SYMP 6-2
Recent trends in censorship through oversight by public information officers and other authorities

Tuesday, August 11, 2015: 8:30 AM
309, Baltimore Convention Center
Kathryn Foxhall, Society of Professional Journalists, Hyattsville, MD

Over the last 20 years agencies public and private, organizations, businesses and even some universities have brought about a surge of policies that prohibit staff from communicating with journalists unless they report to public information officers or other authorities. EPA recently attempted to expand the restraints its science advisory committee members.

The policies are serious censorship that’s become a cultural norm, with the same kind of impact censorship has everywhere.


The restraints are applied to specialized as well as generalized reporting so even information written for scientists is impacted. The restraints mean people can’t communicate without being tracked or monitored at the behest of people in power. That has a potent chilling effect.
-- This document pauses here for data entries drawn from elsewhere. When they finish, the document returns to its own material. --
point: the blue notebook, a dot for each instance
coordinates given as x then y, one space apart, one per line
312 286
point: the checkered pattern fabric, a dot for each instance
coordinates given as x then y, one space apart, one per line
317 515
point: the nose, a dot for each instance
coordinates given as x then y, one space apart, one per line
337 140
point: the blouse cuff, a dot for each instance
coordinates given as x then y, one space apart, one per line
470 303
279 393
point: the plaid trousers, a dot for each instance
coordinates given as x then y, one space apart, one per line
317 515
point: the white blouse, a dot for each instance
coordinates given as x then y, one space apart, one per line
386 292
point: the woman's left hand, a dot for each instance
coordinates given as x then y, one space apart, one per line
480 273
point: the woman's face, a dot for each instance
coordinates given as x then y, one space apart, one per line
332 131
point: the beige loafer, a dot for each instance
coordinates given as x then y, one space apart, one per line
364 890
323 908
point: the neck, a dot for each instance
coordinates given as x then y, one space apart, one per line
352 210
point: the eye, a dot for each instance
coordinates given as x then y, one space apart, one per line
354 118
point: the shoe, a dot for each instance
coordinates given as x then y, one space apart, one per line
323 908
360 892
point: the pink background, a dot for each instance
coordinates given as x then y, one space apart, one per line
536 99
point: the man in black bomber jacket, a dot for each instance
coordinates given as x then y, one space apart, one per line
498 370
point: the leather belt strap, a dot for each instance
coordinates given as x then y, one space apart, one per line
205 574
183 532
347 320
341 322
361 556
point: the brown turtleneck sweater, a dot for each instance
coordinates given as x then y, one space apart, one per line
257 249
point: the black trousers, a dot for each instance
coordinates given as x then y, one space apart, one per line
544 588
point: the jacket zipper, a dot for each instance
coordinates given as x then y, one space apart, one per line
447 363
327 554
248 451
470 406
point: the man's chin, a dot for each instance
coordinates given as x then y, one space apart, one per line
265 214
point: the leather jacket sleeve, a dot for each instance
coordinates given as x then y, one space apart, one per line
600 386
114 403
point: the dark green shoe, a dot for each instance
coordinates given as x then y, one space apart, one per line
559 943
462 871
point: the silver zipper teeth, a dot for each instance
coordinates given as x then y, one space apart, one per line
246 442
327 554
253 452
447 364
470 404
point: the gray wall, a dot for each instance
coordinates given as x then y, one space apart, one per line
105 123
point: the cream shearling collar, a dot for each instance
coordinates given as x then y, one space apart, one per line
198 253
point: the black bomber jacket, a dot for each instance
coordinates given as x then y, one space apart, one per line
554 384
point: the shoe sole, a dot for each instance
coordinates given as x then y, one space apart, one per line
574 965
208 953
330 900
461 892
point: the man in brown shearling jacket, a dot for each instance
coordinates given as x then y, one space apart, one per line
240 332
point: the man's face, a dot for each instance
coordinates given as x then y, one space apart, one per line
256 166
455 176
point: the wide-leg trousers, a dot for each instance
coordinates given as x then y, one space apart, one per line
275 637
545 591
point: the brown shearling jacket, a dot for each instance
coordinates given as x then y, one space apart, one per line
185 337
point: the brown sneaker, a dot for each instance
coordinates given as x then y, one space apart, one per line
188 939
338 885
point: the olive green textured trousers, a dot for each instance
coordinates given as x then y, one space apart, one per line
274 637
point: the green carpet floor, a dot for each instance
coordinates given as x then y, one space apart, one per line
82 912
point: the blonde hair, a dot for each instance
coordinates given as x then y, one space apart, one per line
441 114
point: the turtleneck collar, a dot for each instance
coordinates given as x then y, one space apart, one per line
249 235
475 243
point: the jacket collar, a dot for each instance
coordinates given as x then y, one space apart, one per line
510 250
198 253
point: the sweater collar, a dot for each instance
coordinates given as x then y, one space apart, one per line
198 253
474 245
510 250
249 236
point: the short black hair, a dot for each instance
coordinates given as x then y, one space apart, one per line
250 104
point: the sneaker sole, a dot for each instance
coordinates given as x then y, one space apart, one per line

But built on top of that are delays that make interviews infeasible and discourage journalists from initiating contacts; PIOs listening in on interviews; mandates on what may or may not be said; and deliberate blockage of contacts. No one, not even those instituting the rules, can imagine all the ideas and information that are blocked. But given the ubiquitous nature of the surveillance much discussion is eliminated and some of it is critical.

This has ethical and practical implications for research. Conflict of interest is inherent when institutions control information about their activities. True informed consent is not possible when institutions that fund, influence or set the parameters for research stifle discussion about their processes over years.

After years of fighting the restraints case-by-case, journalists and others are joining forces to expose them. In 2014 the Society of Professional Journalists and the Society of Environmental Journalists led 38 groups in sending a letter to President Obama, asking for an end to the practice, saying, “This is about fostering a strong democracy where people have the information they need to self-govern and trust in its governmental institutions.”

Media attention ranged over dozens of outlets, including USAToday, the New York Times, Fox News and Russian publications. In one example letter noted: • “A reporter with Investigative Post, an online news organization in New York, asked three times without success over the span of six weeks to have someone at EPA answer questions about the agency's actions regarding the city of Buffalo’s alleged mishandling of ‘universal waste’ and hazardous waste.”

Journalists plan other such efforts. Scientists are urged to join in resisting these policies wherever they occur.